Multiplicity of actors
In Liberia, the MLME as the principal regulator of the extractive sector grants mining licenses. There has always been a contention on what constitutes artisanal mining based on the license issued. In Sierra Leone, the MMMR provides general management of the extractive sector and the NMA, which has administrative and regulatory power of the mineral sector.
Paramount chiefs, chiefdom committees, and lawful occupiers of the land also exercise control over the sector through directly negotiating lease agreements, and through the Minerals Advisory Board as provided for by the Mines and Minerals Act 2009 (Section 11[2][m]). Paramount chiefs are regarded as custodians of the land to whom land right is entrusted on behalf of the local people and whose role has also been contentious. Chiefs sometimes grant surface rent certificates to potential miners and deny their opponents.

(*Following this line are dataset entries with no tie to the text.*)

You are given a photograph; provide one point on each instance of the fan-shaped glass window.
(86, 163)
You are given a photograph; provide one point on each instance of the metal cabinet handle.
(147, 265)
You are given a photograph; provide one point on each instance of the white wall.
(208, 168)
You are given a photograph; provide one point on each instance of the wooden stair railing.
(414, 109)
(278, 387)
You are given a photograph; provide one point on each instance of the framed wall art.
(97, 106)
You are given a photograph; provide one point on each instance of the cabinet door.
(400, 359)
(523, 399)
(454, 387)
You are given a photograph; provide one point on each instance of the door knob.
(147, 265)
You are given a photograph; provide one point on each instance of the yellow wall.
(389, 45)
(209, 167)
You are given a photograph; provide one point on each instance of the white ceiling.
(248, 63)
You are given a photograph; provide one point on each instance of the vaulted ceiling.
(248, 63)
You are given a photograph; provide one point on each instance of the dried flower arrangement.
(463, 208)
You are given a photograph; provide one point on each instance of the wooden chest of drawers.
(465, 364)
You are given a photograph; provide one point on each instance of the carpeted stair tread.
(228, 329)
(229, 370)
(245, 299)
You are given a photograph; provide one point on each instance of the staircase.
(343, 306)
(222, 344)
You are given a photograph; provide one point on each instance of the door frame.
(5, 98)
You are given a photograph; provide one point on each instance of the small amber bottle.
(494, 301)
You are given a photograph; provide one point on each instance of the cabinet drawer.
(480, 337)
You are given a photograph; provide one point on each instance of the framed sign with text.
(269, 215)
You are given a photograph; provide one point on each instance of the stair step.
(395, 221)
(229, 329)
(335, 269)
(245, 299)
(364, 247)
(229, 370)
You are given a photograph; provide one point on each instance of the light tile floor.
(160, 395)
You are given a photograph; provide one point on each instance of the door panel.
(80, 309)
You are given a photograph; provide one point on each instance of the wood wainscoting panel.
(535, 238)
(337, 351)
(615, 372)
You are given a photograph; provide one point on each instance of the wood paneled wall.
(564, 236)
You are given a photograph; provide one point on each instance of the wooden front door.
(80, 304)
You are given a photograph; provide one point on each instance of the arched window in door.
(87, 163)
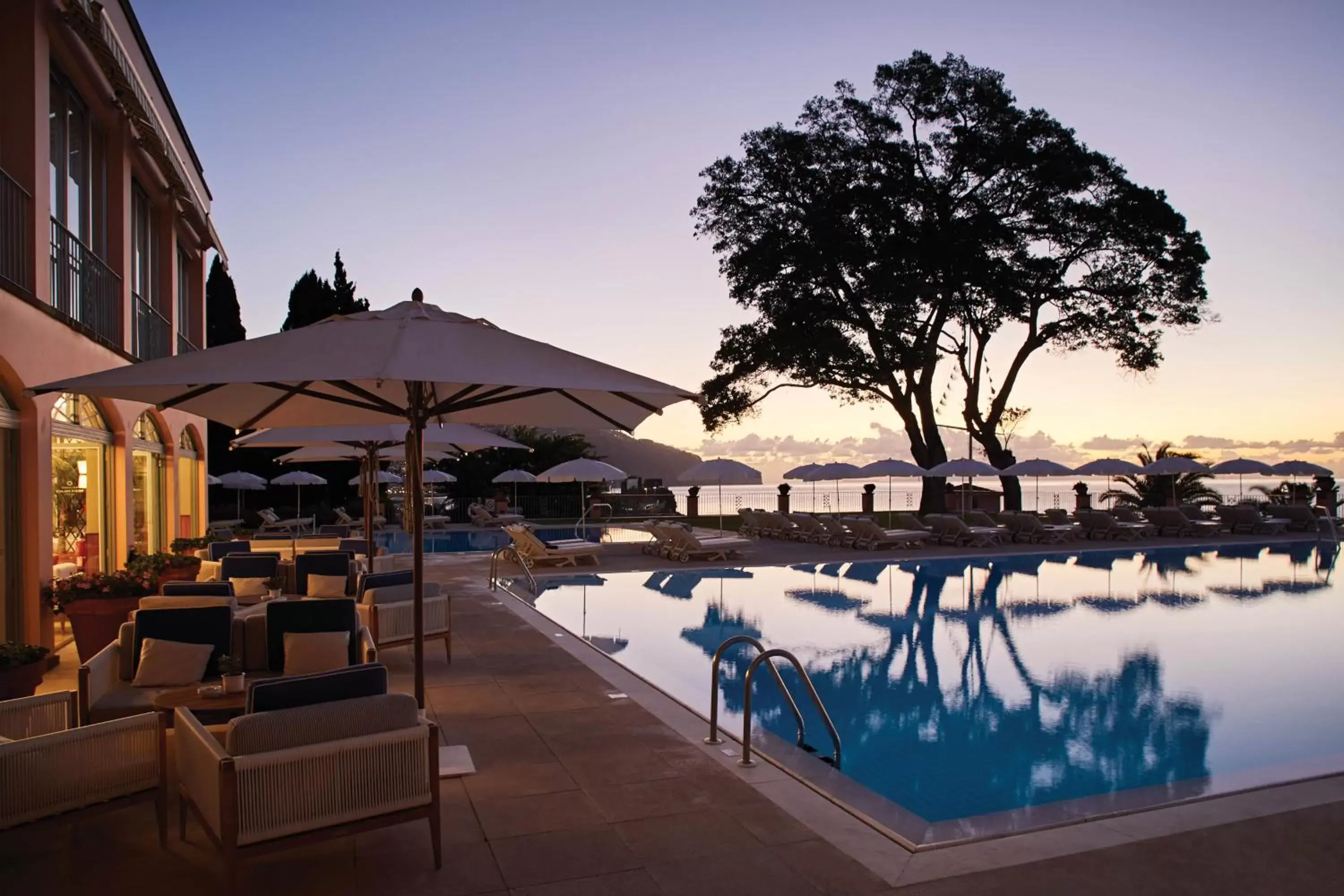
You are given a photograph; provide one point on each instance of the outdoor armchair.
(386, 607)
(50, 766)
(292, 777)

Difference in price for gold
The gold from Liberia and Sierra Leone is traded locally and internationally at different prices. In both countries, license holders are restricted to the purpose of their license in the sense that exporters do not buy gold products from local miners, but rather purchase from the local dealers. Local dealers buy from miners and sell their product to exporters, however they cannot export. Therefore, the local dealers occupy the space between the gold miners and the gold exporters.
A challenge that miners face is taking their product to the dealers, who are mainly based in bigger towns far from the remote mining locations. Unlicensed dealers who move to those remote places to buy the gold from the miners, sometimes at mining sites buy at low prices. The transaction costs in gold in Sierra Leone and Liberia differ with neighboring Guinea and Ivory Coast. Guinea has a royalty rate of 0.5% and Liberia and Sierra Leone have 3%, respectively.

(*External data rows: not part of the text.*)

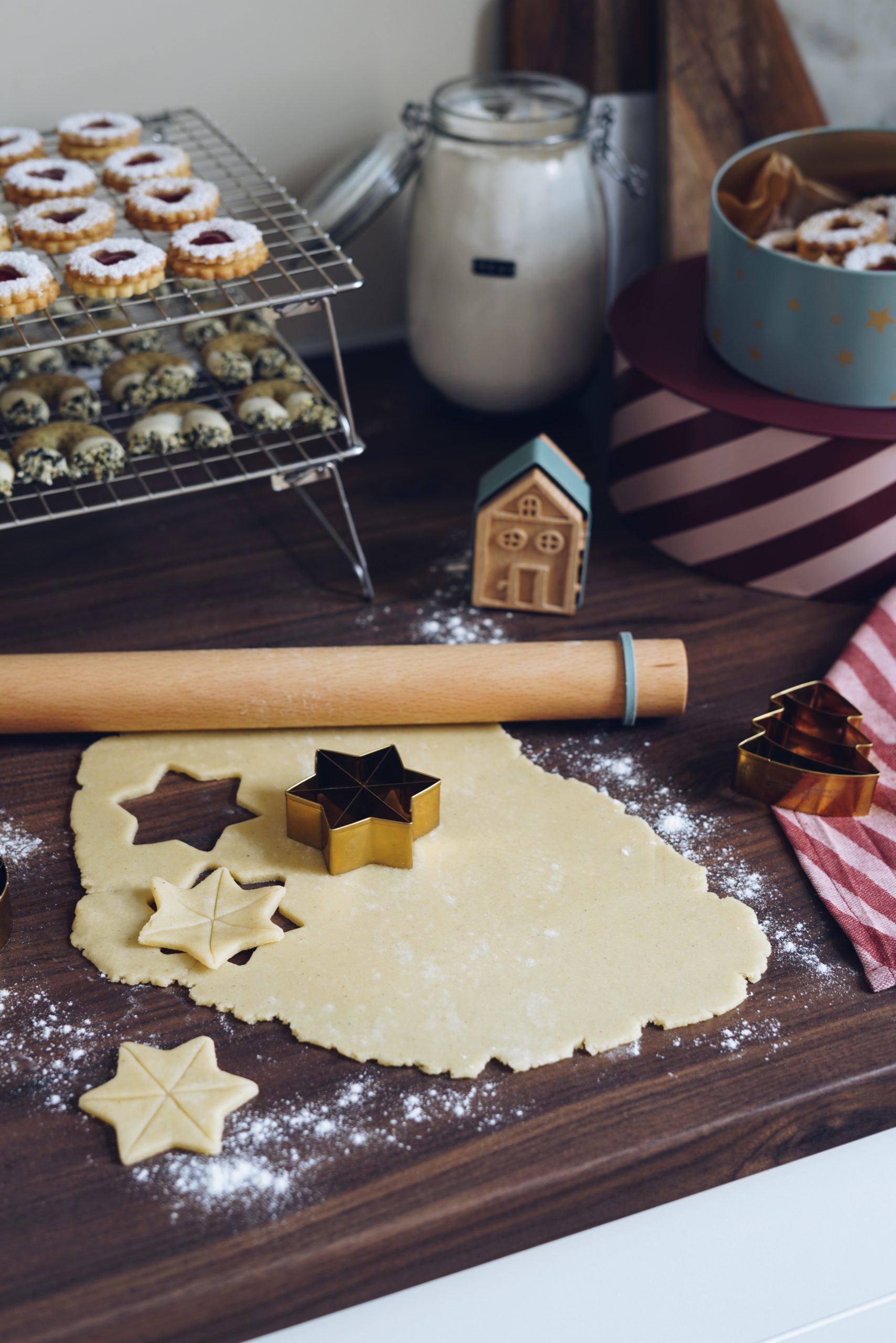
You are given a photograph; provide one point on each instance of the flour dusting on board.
(621, 771)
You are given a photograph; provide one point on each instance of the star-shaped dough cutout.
(212, 920)
(168, 1097)
(363, 809)
(880, 320)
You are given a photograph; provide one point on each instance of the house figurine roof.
(545, 453)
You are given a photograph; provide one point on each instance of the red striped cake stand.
(735, 480)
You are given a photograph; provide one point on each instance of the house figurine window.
(532, 519)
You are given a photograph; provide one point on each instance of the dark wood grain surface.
(809, 1061)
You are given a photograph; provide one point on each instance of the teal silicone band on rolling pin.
(632, 680)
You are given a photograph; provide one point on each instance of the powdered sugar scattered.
(622, 770)
(445, 615)
(17, 844)
(285, 1155)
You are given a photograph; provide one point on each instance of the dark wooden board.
(88, 1253)
(730, 74)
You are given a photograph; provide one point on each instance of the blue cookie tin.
(815, 332)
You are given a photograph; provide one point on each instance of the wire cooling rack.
(305, 269)
(304, 265)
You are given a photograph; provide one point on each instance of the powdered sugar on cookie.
(215, 239)
(51, 176)
(171, 195)
(116, 258)
(31, 276)
(49, 217)
(99, 126)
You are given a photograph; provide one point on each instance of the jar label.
(492, 267)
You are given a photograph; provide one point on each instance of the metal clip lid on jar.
(512, 109)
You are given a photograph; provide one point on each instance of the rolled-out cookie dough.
(538, 919)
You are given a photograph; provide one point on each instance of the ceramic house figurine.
(532, 523)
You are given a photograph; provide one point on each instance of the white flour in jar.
(502, 342)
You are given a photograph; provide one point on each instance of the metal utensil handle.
(607, 156)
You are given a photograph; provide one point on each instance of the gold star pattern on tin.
(212, 920)
(168, 1097)
(880, 320)
(363, 809)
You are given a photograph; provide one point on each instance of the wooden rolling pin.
(346, 687)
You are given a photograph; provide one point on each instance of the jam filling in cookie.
(44, 179)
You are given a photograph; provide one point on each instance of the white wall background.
(297, 82)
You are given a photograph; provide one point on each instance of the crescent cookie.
(96, 135)
(168, 203)
(875, 257)
(128, 167)
(35, 399)
(836, 233)
(7, 474)
(26, 284)
(68, 447)
(242, 358)
(18, 361)
(18, 143)
(140, 380)
(280, 402)
(59, 226)
(175, 425)
(886, 207)
(217, 249)
(116, 268)
(46, 179)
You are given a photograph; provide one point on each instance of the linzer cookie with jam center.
(47, 179)
(167, 203)
(26, 284)
(116, 268)
(96, 135)
(126, 167)
(217, 249)
(18, 143)
(59, 226)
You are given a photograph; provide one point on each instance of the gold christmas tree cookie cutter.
(809, 755)
(363, 809)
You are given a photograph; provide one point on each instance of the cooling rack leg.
(354, 552)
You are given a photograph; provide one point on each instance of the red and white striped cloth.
(852, 861)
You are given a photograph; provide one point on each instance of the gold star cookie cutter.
(809, 755)
(363, 809)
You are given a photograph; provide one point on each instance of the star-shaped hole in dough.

Both countries, however, have employed various institutions, and they are members of different international initiatives, which offer policy directives and administrative oversight, to govern the gold sector. For instance, they are members of the EITI that promotes transparency and accountability in the sector by requiring and encouraging dealers and member states to publish what they pay and what they earn in the mineral trade. The GIZ helps address the challenges in organizational development through the implementation of the Mining Cadaster Administration Support Projects that offers an effective database for licenses.